A more efficient tech stack should show greater ROI quickly over the billing cycle. Among the savings are those associated with greater security that comes from minimizing software entry points, passwords and data access.

4) Utilize change management as the driving concept of the adoption process.

Be aware that respondents’ answers to the survey mentioned in Step 2 above may reflect some resistance to change. As I’ve mentioned in other forums, there is a considerable “If it’s not broke, don’t fix it” mentality to overcome among technologists who previously may not have tackled the challenge of a tech stack audit. After all, it’s hard to know what is and isn’t “broken” if an organization has not accounted for all its software and then balanced what it does against what it is supposed to do.

Also, don’t underestimate this part of the process—it is both the hardest and the most important. Just as lack of buy-in sank the development of Babbage’s difference engine, under-enthused LOs can sink plans to change technology.

Adequate change management is crucial.

Change management and successful tech stack auditing

When telling the story of Babbage’s difference engine, no one fails to mention his stormy relationship with his talented chief engineer, Joseph Clement. Ironically, Clement understood the big picture—he knew what Babbage was trying to build and how it would help a variety of industries achieve more accurate predictive data. What he didn’t understand was Babbage’s dismissive attitude toward him in making plans for how the technology would be developed.

Babbage expected Clement to move his workshop and family to Babbage’s property, an adjustment that cost Clement clients on other projects. When Babbage refused to reimburse him for the lost income, Clement quit. The line used most often is “downed tools”—Clement threw down his gear and left. As Doron Swade writes in The Difference Engine: Charles Babbage and the Quest to Build the First Computer, “The breach with Clement was final. Work on the engine stopped, never to be resumed.”[1]

From today’s perspective, this chapter in tech history is one of abysmal change management.

Babbage’s failure to request and respect Clement’s input is similar to today’s failure of technology: leaders don’t ask the people who use it for their ideas on its future development.

Word of a tech stack audit can similarly generate anxiety. LOs worry that their personal favorites will be tossed on the rubbish heap and that newer, more challenging software will be introduced. The worry alone can prompt survey respondents to skew their answers.

In 2020, researcher S. L. Albrecht ranked “change engagement” ahead of openness to change, readiness to change, or commitment to change” to predict positive attitudes toward change in the workplace. Albrecht defined change engagement as “an enduring and positive work-related psychological state characterized by a genuine enthusiasm and willingness to support, adopt and promote organizational change.”

The questions described in this article’s second step of tech stack auditing could be answered by the software itself, but seeking those answers from the humans who use the technology being assessed offers the added value of change engagement.

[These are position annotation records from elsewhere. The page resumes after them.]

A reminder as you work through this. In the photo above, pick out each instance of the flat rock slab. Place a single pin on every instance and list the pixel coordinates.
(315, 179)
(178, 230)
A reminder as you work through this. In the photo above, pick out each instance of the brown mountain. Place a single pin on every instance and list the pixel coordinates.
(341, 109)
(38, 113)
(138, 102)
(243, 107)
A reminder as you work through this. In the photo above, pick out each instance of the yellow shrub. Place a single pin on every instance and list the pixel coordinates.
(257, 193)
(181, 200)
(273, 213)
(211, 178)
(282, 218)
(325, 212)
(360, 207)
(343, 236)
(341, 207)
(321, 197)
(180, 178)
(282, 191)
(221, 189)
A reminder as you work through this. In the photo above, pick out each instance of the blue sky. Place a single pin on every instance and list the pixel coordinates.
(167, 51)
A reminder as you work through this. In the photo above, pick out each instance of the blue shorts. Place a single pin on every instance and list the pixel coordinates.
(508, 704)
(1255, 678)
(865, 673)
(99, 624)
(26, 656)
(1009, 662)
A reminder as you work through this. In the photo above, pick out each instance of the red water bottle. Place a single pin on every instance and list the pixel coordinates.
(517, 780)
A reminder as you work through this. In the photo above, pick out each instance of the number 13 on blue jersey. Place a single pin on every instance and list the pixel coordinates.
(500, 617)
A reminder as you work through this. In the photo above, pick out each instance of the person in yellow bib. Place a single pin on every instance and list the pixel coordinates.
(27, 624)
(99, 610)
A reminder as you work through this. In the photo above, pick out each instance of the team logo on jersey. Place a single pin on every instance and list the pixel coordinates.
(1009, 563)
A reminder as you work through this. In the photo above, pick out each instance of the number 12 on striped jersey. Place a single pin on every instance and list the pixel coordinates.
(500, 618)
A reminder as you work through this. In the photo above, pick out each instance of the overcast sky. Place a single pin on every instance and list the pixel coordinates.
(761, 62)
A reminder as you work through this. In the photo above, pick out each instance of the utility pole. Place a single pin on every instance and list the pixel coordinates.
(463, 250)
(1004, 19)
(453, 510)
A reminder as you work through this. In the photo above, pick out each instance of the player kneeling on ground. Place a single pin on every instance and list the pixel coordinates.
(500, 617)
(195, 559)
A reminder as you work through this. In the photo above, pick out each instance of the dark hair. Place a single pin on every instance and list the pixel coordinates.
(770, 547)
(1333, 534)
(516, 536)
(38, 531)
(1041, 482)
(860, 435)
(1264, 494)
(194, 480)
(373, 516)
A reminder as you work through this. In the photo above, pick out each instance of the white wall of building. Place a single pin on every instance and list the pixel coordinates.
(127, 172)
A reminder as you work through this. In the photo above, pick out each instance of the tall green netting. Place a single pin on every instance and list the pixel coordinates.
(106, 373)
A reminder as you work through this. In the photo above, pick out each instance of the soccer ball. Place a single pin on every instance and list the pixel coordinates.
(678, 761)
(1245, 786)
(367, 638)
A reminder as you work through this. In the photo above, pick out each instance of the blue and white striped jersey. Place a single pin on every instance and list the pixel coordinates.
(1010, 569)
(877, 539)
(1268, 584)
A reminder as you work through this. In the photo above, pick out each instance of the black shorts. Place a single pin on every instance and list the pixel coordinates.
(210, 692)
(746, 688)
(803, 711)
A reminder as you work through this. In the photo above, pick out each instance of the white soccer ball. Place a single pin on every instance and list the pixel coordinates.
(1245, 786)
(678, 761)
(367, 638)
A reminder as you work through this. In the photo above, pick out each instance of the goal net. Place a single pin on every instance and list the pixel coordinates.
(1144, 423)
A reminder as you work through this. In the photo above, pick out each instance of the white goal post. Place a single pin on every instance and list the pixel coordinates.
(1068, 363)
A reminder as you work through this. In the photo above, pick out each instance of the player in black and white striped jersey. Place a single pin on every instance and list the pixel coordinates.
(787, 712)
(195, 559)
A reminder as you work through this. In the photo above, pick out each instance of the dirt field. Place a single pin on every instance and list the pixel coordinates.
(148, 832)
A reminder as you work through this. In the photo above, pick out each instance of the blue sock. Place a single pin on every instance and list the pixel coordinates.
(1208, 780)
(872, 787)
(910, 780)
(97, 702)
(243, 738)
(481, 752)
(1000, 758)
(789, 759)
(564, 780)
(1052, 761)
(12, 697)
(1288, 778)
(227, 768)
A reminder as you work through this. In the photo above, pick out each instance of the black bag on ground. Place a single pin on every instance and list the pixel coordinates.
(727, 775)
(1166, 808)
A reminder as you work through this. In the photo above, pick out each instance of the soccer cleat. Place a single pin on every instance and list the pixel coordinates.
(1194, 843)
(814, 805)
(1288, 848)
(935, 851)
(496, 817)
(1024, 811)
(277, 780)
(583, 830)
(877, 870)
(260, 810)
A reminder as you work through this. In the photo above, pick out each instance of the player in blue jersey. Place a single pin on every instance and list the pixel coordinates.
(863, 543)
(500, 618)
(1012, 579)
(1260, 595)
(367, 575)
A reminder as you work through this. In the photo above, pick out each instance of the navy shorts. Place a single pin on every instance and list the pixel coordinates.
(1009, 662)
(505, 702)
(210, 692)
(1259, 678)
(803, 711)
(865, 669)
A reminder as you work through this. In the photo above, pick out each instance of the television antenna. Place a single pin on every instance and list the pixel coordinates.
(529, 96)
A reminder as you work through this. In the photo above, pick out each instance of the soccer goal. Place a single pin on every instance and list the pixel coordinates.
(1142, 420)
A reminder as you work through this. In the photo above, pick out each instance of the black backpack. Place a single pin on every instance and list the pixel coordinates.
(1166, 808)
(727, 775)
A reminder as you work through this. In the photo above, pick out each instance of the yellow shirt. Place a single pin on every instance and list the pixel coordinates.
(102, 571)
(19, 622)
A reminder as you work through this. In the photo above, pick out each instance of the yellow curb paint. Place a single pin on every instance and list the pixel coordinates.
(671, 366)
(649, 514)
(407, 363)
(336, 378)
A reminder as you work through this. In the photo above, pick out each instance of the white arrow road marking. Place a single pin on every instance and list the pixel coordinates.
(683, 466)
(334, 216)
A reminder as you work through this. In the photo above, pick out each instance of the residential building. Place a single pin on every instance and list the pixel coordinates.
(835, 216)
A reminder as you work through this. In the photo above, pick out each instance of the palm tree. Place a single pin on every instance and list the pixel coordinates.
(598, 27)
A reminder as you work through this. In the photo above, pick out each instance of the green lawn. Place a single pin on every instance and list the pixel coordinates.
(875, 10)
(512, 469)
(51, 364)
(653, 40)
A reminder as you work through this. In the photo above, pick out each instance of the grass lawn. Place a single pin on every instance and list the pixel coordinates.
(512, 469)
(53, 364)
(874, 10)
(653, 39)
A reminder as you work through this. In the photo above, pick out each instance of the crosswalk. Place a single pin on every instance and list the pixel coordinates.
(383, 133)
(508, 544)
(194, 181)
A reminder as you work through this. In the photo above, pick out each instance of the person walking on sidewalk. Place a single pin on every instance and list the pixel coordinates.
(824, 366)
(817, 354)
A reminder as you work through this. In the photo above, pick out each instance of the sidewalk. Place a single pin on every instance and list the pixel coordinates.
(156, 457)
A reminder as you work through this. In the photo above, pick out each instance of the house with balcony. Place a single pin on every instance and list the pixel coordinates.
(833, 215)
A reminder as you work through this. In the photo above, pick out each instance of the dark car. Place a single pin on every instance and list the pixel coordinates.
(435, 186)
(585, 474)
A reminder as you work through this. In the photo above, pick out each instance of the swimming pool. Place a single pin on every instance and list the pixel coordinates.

Numerous studies have found that when leaders sponsor changes and when goals are communicated clearly to those employees and clients who will be affected by change, those transitions tend to go more smoothly, so make communication a central part of any tech stack audit plan.

A tech stack audit handled responsibly supports project completion without anyone throwing down their tools and walking away, ultimately leading to an optimized tech stack and happier, more engaged employees.

[1] Swade, Doron, The Difference Engine: Charles Babbage and the Quest to Build the First Computer, First Edition, New York, NY, Penguin Group at Penguin Putnam Inc., 2001, pp 65–68

About the Author: Ben Teerlink

Ben Teerlink is CEO of Mobility Market Intelligence. With a background in data analytics and experience in applying SaaS principles to Prudential’s real estate database, Teerlink founded MMI to provide data intelligence and market insight tools for lenders, real estate agents, real estate brokerages and title companies.